Pensando en el susto con que otra mujer cualquiera se hubiese visto en aquella cámara triste y misteriosa, doña Agueda recordó sucesos lejanos, que allí sucedieron, revivió su vida en una de esas veloces visiones del pensamiento que condensan años y años en un segundo de tiempo.
Se vio, niña, pasar corriendo por aquel cuarto. El espectro de su infancia feliz y mimada de hija única, voló alegre por la mente de doña Agueda. Detrás de aquel fantasma llegó otro y la señora se contempló, ya muchacha, paseando arriba y abajo por el salón, en las melancólicas tardes de lluvia. Un libro estaba siempre en sus manos y Agueda leía, leía sin parar, sin reposo, novelas, historia, poesía, librotes filosóficos, todo impreso que cayera en sus manos, hasta los prospectos donde se envolvían las medicinas que tomaba su padre, ya muy enfermo, anuncios que, con sus rótulos retumbantes y sus palabras de aspecto exótico, evocaban en el cerebro de la joven visiones de países fantásticos, donde, en medio de selvas portentosas, árboles singulares crecían para convertirse después en píldoras o en jaropes, y venir a curar males misteriosos y terribles, como aquel que iba matando a don Augusto Lidon, padre de la soñadora.
Un día,—doña Agueda recordaba hasta los menores detalles de aquella fecha—,-estaba leyendo la muchacha cuando oyó ruido fuera, pasos numerosos que pisaban pesadamente los peldaños de granito de la amplia escalera. Al mismo tiempo un susurro de voces que hablaban quedo, llegó a la estancia, arrancó á la lectora de su éxtasis. Con rápido ademán Agueda dejó el libro en una consola, (allí estaba aún el mueble, su mármol lucía blancamente en la penumbra), y salió al pasillo.

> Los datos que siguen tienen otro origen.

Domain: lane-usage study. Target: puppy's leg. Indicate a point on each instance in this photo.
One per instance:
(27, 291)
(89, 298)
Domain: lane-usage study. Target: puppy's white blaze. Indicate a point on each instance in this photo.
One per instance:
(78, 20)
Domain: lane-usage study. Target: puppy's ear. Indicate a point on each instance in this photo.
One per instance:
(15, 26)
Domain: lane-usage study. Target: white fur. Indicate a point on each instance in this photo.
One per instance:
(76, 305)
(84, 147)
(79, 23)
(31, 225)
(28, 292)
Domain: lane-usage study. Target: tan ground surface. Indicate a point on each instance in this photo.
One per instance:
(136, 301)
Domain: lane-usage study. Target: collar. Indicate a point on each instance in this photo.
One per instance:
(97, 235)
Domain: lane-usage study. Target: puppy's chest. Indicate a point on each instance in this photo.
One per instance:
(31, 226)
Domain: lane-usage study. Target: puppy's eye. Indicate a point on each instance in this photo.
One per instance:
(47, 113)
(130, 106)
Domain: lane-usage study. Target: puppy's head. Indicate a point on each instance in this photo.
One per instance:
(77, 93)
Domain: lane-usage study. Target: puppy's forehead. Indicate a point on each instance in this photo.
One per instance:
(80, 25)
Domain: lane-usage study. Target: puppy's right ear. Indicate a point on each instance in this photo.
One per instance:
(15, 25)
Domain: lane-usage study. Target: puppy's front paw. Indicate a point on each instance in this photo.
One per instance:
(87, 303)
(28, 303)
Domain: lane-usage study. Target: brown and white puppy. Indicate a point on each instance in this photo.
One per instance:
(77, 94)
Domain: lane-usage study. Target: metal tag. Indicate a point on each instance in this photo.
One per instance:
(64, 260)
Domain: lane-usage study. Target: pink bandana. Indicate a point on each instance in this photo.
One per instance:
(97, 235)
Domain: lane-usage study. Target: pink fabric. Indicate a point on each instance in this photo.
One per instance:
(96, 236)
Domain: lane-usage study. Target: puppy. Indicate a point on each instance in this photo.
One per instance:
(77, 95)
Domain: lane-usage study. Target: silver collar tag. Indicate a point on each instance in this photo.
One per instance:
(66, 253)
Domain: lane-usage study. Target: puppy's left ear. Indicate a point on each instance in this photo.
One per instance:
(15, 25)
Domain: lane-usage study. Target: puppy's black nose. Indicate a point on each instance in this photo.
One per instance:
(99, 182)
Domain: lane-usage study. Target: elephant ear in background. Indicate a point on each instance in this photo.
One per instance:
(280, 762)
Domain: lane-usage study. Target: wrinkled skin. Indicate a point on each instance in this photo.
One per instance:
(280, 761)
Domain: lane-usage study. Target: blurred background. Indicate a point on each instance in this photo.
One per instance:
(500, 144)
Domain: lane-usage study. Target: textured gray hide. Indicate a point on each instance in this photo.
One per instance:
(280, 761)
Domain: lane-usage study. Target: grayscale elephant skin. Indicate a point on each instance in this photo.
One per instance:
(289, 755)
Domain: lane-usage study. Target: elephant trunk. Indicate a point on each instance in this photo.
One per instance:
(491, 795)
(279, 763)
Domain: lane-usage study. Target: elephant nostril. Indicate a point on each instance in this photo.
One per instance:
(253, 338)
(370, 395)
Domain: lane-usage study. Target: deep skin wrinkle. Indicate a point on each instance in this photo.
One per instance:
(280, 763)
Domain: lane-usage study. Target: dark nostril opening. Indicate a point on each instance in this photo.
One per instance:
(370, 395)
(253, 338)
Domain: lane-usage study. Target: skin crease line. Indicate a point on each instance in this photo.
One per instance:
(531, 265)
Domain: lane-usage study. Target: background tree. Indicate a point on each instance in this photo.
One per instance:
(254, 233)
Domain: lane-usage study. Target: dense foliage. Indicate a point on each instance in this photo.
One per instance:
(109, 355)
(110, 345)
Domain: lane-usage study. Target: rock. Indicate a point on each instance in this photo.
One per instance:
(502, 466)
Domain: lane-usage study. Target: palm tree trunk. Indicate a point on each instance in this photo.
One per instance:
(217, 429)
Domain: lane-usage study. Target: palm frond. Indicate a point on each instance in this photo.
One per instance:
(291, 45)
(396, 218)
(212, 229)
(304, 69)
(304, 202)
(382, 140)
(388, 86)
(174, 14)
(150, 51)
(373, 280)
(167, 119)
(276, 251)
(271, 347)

Estaba obscuro, nada podía distinguirse en él. La joven sólo vio pasar al otro extremo un grupo de sombras que caminaban despacio, moviéndose con el andar torpe de quien portea algo pesado. Llena de curiosidad, de una inquietud imprecisa, potente, dominadora, Agueda corrió por el pasillo adelante y llegó á tiempo de ver como ocho hombres entraban en el dormitorio de su padre al propio don Augusto Lidon, muerto en la calle. Después de aquel momento horrible, llegaron días tristísimos, inacabables, llenos de dolor, ocupados enteramente por la memoria del muerto, por la rememoración de sus virtudes, de sus cualidades, de sus gestos, de sus palabras más nimias que adquirían ahora valor inmenso, infinito, una vez cerrada por siempre la boca que antes las pronunciaba.
La muerte rozó así por vez primera el alma de doña Agueda. Cuando transcurridas semanas y semanas, la joven volvió á reanudar su lectura, creyó que entre el último renglón leído y el siguiente se condensaba un mundo entero, se abría el insondable foso que divide los universos que son y los que han sido. Tan cambiada y distinta le pareció la vida.
Desde aquel funesto día el alma de Agueda se endureció, volvióse rígida, adusta, alejó de sí los dulces sueños de la juventud, la confianza en la vida y en las gentes. El mundo entero parecía culpable de la muerte de don Augusto y la muchacha, desoyendo las amistosas advertencias de sus amigos, se enclaustró en un luto interminable, tan severo y rígido como una regla monástica. Se hizo escéptica, amargado su corazón por aquella terrible pena, y ninguno de los sucesos que ocurrieron después de fallecido don Augusto, pareció impresionar á su hija para quien la existencia era sólo un camino árido y triste.